Meskipun dikatakan feminisme liberal, kelompok ini tetap menolak persamaan secara menyeluruh antara laki-laki dan perempuan. Dalam beberapa hal, terutama yang berhubungan dengan reproduksi, aliran ini masih tetap memandang perlu adanya perbedaan (distinction) antara laki-laki dan perempuan. Bagaimanapun juga, fungsi organ reproduksi bagi perempuan membawa konsekwensi logis di dalam kehidupan bermasyarakat.
Kelompok ini termasuk paling moderat diantara kelompok feminis, kelompok ini membenarkan perempuan bekerjasama laki-laki. Mereka menghendaki agar perempuan  diintegrasikan secara total di dalam semua peran, termasuk bekerja diluar rumah. Dengan demikian tidak ada lagi suatu kelompok jenis kelamin yang lebih dominan. Kelompok ini beranggapan bahawa tidak mesti dilakukan perubahan struktural secara menyeluruh, tetapi cukup melibatkan perempuan di dalam berbagai peran, seperti dalam peran sosial, ekonomi, dan politik.Organ reproduksi bukan merupakan penghalang terhadap peran-peran tersebut.[1]

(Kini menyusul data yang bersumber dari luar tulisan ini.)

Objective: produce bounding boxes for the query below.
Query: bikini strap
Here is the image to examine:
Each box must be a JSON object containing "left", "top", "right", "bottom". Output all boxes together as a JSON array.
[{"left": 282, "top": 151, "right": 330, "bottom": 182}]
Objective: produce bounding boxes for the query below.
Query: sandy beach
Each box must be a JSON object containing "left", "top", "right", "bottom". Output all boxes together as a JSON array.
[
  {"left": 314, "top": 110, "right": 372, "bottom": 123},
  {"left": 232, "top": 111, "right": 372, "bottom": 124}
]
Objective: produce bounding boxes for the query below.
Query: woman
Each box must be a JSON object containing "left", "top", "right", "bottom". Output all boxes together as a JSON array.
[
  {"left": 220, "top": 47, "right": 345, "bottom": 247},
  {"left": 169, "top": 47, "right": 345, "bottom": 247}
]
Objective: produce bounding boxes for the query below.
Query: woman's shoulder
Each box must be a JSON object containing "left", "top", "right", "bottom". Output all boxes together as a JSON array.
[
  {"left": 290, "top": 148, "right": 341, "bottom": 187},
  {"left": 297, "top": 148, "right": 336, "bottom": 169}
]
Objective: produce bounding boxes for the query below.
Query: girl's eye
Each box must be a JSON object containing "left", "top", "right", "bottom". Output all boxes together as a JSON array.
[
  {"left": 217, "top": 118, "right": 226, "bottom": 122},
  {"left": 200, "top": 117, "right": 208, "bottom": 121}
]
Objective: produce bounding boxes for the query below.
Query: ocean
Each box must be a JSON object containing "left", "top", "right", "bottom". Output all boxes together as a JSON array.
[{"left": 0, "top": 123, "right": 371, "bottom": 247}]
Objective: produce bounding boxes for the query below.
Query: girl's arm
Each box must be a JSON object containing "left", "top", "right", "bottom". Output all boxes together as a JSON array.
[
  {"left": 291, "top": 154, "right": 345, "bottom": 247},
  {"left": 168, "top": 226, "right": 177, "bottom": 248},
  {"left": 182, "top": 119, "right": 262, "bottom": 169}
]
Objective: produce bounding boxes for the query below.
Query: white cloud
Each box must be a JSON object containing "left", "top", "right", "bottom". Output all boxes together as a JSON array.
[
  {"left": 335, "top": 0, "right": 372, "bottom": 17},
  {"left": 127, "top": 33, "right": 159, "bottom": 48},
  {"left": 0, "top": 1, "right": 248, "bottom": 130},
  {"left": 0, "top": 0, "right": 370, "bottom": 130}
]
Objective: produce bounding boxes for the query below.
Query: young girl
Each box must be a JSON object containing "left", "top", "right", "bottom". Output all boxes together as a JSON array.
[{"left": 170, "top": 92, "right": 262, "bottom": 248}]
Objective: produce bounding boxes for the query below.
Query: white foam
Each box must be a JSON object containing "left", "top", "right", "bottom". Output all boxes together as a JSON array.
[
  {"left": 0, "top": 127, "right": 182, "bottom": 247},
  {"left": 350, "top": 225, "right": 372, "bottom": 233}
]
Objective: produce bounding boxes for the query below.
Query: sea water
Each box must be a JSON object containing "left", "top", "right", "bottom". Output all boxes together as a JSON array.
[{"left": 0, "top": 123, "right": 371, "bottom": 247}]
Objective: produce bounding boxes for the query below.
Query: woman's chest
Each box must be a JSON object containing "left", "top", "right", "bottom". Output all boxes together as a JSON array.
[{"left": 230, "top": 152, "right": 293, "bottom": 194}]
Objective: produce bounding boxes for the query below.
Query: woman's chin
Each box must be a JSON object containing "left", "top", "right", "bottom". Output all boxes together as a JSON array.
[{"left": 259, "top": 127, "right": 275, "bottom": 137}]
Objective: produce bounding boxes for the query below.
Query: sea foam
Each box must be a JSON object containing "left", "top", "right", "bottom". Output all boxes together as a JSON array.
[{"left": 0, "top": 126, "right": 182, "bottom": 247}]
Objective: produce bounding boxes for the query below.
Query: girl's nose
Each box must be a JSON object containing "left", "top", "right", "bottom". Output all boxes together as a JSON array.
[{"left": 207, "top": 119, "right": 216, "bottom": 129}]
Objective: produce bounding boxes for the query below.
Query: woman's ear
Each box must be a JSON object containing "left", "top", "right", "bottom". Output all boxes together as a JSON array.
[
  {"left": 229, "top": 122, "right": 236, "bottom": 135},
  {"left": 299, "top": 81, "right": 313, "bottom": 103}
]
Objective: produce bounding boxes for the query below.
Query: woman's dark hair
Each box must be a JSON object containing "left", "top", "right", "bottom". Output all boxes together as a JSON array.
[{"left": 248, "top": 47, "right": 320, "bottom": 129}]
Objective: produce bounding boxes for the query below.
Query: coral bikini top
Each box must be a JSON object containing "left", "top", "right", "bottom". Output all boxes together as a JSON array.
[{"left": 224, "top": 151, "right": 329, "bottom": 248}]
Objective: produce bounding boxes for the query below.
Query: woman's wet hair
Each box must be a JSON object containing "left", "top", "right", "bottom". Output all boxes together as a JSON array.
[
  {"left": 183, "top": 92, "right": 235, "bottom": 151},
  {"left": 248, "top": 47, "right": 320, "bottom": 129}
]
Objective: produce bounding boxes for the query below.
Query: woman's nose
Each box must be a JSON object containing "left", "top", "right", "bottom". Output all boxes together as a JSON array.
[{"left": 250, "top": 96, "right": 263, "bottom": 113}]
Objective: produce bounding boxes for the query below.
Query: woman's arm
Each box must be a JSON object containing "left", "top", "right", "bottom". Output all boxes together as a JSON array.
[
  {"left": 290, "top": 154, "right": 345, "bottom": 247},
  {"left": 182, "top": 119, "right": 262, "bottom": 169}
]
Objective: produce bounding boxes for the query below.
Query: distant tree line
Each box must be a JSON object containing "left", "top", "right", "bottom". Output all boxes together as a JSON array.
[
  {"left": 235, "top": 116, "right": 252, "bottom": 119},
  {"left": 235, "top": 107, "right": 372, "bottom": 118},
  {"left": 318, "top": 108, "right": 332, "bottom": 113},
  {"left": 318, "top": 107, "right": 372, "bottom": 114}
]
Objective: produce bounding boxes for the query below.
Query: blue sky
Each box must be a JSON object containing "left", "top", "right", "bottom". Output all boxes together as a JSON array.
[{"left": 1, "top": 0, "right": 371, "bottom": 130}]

Tokoh Aliran ini antara lain Margaret fuller (1810-1850), Harriet Martineau (1802-1876), Anglina Grimke (1792-1873), Dan Susan Anthony (1820-1906).[2]

2.      Feminisme Marxis -Sosialis
Aliran ini berupaya menghilangkan struktur kelas dalam masyarakat berdasarkan jenis kelamin dengan melontarkan isu bahwa ketimpangan peran anara kedua jenis kelamin itu sesungguhnya lebih disebabkan oleh faktor budaya alam.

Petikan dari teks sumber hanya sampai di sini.